Une campagne d’action programmée sur cinq mois avec pas moins de seize États membres de l'Union européenne participants… C'est une intervention « coup de poing » de grande envergure qui a été menée pour cette huitième édition de l’opération Opson, une opération de contrôle coordonnée par Europol et visant à lutter contre les trafics dans le domaine alimentaire. La France a pris part à l’action via divers services de contrôles spécialisés : OCLAESP (Office central de lutte contre les atteintes à l’environnement et à la santé publique) et services de gendarmerie nationale pour le ministère de l’intérieur, DGCCRF (Direction générale de la concurrence et de la répression des fraudes) pour le ministère de l’Économie et des finances, et DGAL (Direction générale de l’alimentation) pour le ministère de l’Agriculture et de l’Alimentation.

La cible d’Opson VIII ? Les fraudes alimentaires susceptibles d’être rencontrées dans le domaine de l’agriculture biologique. Les contrôles ont ainsi porté sur les produits alimentaires destinés à la consommation humaine et animale, matières premières et/ou produits finis, certifiés en agriculture biologique. Elle a été coordonnée au niveau européen par INTERPOL et EUROPOL (organisations internationales et européennes de lutte contre la grande criminalité internationale et le terrorisme).
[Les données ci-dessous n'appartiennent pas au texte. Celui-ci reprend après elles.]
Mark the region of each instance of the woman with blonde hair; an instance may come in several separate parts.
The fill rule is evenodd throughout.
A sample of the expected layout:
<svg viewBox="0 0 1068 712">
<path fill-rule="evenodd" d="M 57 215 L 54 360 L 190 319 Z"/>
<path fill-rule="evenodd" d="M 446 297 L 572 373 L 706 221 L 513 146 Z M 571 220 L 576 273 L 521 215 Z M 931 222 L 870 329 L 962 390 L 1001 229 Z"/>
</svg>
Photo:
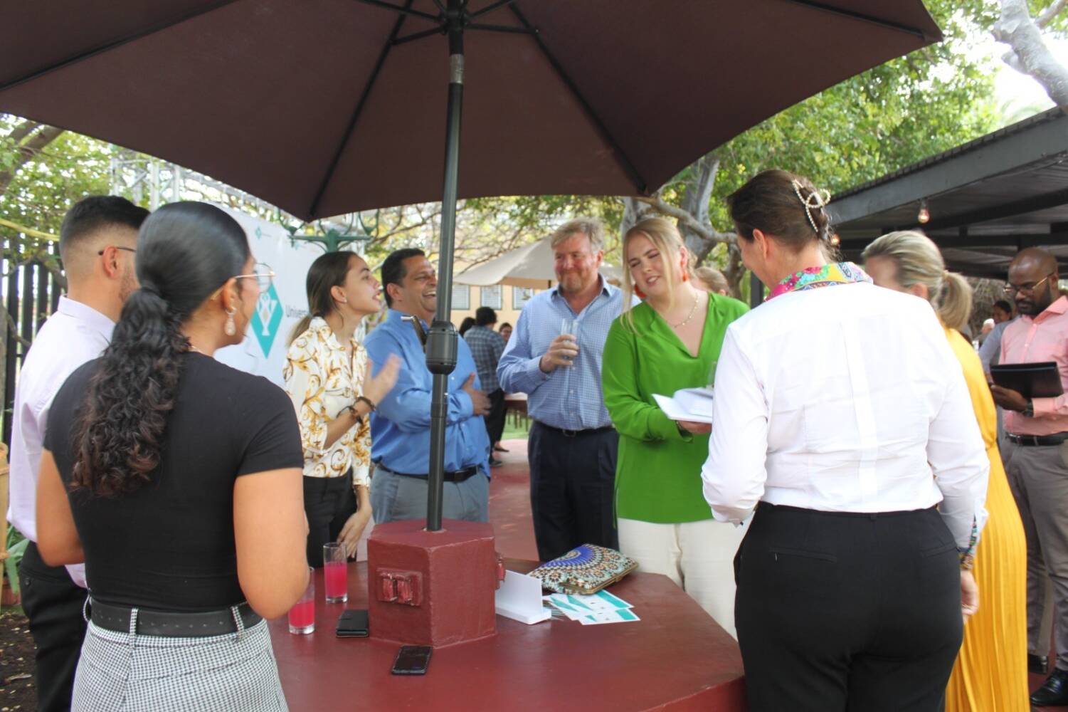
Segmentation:
<svg viewBox="0 0 1068 712">
<path fill-rule="evenodd" d="M 1026 541 L 998 451 L 996 414 L 983 365 L 958 330 L 972 312 L 972 288 L 963 277 L 946 270 L 938 246 L 918 232 L 883 235 L 867 246 L 863 258 L 876 284 L 914 294 L 934 308 L 964 372 L 990 460 L 989 520 L 973 569 L 983 606 L 964 631 L 964 644 L 946 690 L 945 709 L 1025 712 L 1030 709 Z"/>
<path fill-rule="evenodd" d="M 604 344 L 604 406 L 619 432 L 616 514 L 619 548 L 642 571 L 684 588 L 732 635 L 732 560 L 741 529 L 712 521 L 701 496 L 707 423 L 675 421 L 653 400 L 707 386 L 737 299 L 694 287 L 690 253 L 674 225 L 646 218 L 623 239 L 624 304 Z"/>
</svg>

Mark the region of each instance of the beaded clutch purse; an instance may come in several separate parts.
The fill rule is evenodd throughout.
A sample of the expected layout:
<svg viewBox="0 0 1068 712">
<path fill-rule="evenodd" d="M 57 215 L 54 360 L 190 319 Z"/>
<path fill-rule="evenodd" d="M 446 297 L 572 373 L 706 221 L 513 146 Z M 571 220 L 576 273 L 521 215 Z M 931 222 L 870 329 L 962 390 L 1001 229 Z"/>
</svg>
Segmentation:
<svg viewBox="0 0 1068 712">
<path fill-rule="evenodd" d="M 557 593 L 588 595 L 611 586 L 638 568 L 638 562 L 614 548 L 582 544 L 567 554 L 546 561 L 531 576 Z"/>
</svg>

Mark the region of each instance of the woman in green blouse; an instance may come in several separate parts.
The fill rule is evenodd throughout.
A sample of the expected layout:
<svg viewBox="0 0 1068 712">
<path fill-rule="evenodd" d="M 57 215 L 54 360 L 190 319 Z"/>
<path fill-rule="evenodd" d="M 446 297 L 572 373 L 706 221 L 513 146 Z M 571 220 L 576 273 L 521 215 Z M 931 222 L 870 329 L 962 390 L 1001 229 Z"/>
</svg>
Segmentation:
<svg viewBox="0 0 1068 712">
<path fill-rule="evenodd" d="M 647 218 L 623 242 L 624 311 L 604 344 L 604 405 L 619 432 L 615 473 L 619 548 L 640 571 L 669 576 L 731 635 L 733 559 L 742 529 L 712 520 L 701 493 L 710 425 L 670 419 L 653 400 L 711 381 L 741 301 L 694 287 L 674 225 Z"/>
</svg>

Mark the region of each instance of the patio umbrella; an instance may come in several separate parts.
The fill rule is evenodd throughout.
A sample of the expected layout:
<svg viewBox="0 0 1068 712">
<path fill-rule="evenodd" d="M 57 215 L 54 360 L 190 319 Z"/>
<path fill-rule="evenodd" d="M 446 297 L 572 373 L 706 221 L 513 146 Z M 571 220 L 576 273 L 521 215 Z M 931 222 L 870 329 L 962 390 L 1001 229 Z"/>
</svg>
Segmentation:
<svg viewBox="0 0 1068 712">
<path fill-rule="evenodd" d="M 549 238 L 545 237 L 465 269 L 456 275 L 454 281 L 475 287 L 505 284 L 545 289 L 556 280 L 552 260 L 552 247 L 549 245 Z M 610 264 L 601 264 L 600 273 L 606 279 L 619 279 L 623 276 L 618 267 Z"/>
<path fill-rule="evenodd" d="M 781 109 L 941 37 L 920 0 L 34 0 L 0 5 L 0 111 L 305 219 L 443 195 L 430 529 L 457 197 L 646 194 Z"/>
</svg>

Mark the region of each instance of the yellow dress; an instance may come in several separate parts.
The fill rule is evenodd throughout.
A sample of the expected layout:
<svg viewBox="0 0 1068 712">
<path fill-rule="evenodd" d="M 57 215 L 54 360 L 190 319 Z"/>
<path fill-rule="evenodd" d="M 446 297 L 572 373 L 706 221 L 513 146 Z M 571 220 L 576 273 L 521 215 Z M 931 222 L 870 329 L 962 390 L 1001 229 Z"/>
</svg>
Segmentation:
<svg viewBox="0 0 1068 712">
<path fill-rule="evenodd" d="M 945 691 L 947 712 L 1028 712 L 1027 547 L 1016 500 L 998 451 L 993 398 L 978 355 L 956 329 L 949 346 L 964 371 L 975 417 L 990 458 L 987 512 L 975 552 L 979 610 L 964 626 L 964 643 Z"/>
</svg>

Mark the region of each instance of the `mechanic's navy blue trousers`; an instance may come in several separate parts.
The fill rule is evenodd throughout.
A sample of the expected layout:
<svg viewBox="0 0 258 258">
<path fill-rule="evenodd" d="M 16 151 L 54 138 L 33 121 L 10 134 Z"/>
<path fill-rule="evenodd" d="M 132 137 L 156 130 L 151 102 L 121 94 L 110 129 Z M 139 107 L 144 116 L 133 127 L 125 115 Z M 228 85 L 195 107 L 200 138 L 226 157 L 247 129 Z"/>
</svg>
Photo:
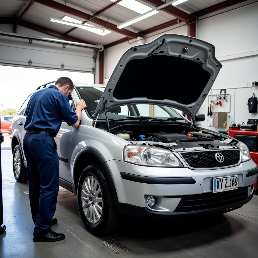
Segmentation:
<svg viewBox="0 0 258 258">
<path fill-rule="evenodd" d="M 51 230 L 59 187 L 59 162 L 57 145 L 44 134 L 25 134 L 23 149 L 27 161 L 30 204 L 35 224 L 33 235 Z"/>
</svg>

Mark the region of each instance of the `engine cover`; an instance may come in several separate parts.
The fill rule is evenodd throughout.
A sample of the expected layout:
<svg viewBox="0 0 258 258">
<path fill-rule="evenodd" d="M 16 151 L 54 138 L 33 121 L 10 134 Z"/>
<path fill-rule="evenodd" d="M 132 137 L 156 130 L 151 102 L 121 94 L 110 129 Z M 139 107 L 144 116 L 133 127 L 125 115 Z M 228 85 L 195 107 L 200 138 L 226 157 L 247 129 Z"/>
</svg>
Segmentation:
<svg viewBox="0 0 258 258">
<path fill-rule="evenodd" d="M 155 137 L 161 137 L 163 139 L 168 142 L 175 142 L 178 140 L 188 140 L 192 139 L 192 137 L 184 134 L 175 133 L 152 133 L 147 134 L 149 137 L 154 136 Z"/>
</svg>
260 lots de produits issus de l’agriculture biologique contrôlés

Au sein de la DGAL, c’est le SIVEP (Service d’inspection frontalier vétérinaire et phytosanitaire) et la BNEVP (Brigade nationale d’enquêtes vétérinaires et phytosanitaires) qui ont été directement impliqués dans l’opération.
Au cours de celle-ci, 12 679 lots de denrées animales, d’origine animale ou de végétaux, provenant de pays tiers, destinés à la consommation humaine ou à la consommation animale, ont été classiquement contrôlés dans les postes frontaliers français. Parmi tous ces lots, 260 concernaient spécifiquement des produits alimentaires certifiés issus de l’agriculture biologique. Aucune non-conformité n’a été constatée concernant ces lots.

En complément des contrôles qui ont été effectués dans les postes d’inspection et points d’entrées sur le territoire européen, une filière a fait l’objet d’une enquête ciblée par la BNEVP. Cette enquête portait sur l’utilisation du médicament vétérinaire au sein de la filière cunicole (élevage de lapins domestiques) certifiée en agriculture biologique. Là encore, aucun des sélectionneurs, éleveurs et coopératives spécialisés en commercialisation de viande de lapins contrôlés n’a actuellement fait l’objet de poursuites administratives ou pénales.

L’agriculture biologique en France

La France est autosuffisante en matière d’approvisionnement de produits alimentaires issus de l’agriculture biologique à hauteur de 69%. Le marché bio français occupe la deuxième position européenne au regard des achats de produits issus de l’agriculture biologique.